查找包含相似字符串的sql记录 [英] Find sql records containing similar strings

查看:54
本文介绍了查找包含相似字符串的sql记录的处理方法,对大家解决问题具有一定的参考价值,需要的朋友们下面随着小编来一起学习吧!

问题描述

我有一个包含 2 列的下表:包含超过 500.000 条记录的 ID 和标题.例如:

I have the following table with 2 columns: ID and Title containing over 500.000 records. For example:

ID  Title
--  ------------------------
1   Aliens
2   Aliens (1986)
3   Aliens vs Predator
4   Aliens 2
5   The making of "Aliens"

我需要找到非常相似的记录,我的意思是它们相差 3-6 个字母,通常这种区别在标题的末尾.所以我必须设计一个返回记录号的查询.1,2 和 4.我已经看过 levenstein 距离,但我不知道如何应用它.同样由于记录的数量,查询不应该整夜进行.

I need to find records that are very similar, and by that I mean they are different by 3-6 letters, usually this difference is at the end of the Titles. So I have to design a query that returns the records no. 1,2 and 4. I already looked at levenstein distance but I don't know how to apply it. Also because of the number of records the query shouldn't take all night long.

感谢您的任何想法或建议

Thanks for any idea or suggestion

推荐答案

如果您真的想以您在问题中表述的确切方式定义相似性,那么您将 - 正如您所说 - 必须实施 Levensthein Distance计算.在 DataReader 检索的每一行上计算的代码中或作为 SQL Server 函数.

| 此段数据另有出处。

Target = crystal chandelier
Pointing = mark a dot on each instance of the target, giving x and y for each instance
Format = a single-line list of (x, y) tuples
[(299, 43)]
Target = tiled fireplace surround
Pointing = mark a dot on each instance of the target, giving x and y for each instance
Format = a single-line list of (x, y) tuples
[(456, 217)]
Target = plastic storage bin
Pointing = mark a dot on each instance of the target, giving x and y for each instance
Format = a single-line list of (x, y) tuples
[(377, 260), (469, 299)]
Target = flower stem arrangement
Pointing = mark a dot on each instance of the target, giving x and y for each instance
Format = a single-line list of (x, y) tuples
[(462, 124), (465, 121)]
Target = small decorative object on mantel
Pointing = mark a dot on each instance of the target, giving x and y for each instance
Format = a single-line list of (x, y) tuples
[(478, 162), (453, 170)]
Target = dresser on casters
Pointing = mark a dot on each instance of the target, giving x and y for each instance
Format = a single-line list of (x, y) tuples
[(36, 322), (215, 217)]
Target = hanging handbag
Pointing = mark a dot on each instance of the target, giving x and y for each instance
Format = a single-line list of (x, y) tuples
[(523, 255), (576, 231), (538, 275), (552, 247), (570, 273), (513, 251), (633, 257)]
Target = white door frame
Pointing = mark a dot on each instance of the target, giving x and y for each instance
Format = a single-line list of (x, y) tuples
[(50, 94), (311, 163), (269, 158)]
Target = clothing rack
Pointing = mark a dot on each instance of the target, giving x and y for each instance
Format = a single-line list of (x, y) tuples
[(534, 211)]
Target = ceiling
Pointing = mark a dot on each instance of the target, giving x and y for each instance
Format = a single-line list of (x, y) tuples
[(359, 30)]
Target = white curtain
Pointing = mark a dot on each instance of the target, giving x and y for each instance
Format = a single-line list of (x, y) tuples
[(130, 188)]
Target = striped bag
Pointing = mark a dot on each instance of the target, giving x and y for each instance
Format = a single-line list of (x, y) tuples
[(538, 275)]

If you really want to define similarity in the exact way that you have formulated in your question, then you would - as you say - have to implement the Levensthein Distance calculation. Either in code calculated on each row retrieved by a DataReader or as a SQL Server function.

所陈述的问题实际上比乍一看更棘手,因为您无法假设知道两个字符串之间的相互共享元素可能是什么.

The problem stated is actually more tricky than it may appear at first sight, because you cannot assume to know what the mutually shared elements between two strings may be.

因此,除了 Levensthein 距离之外,您可能还想指定实际必须匹配的最少连续字符数(以便得出足够的相似性).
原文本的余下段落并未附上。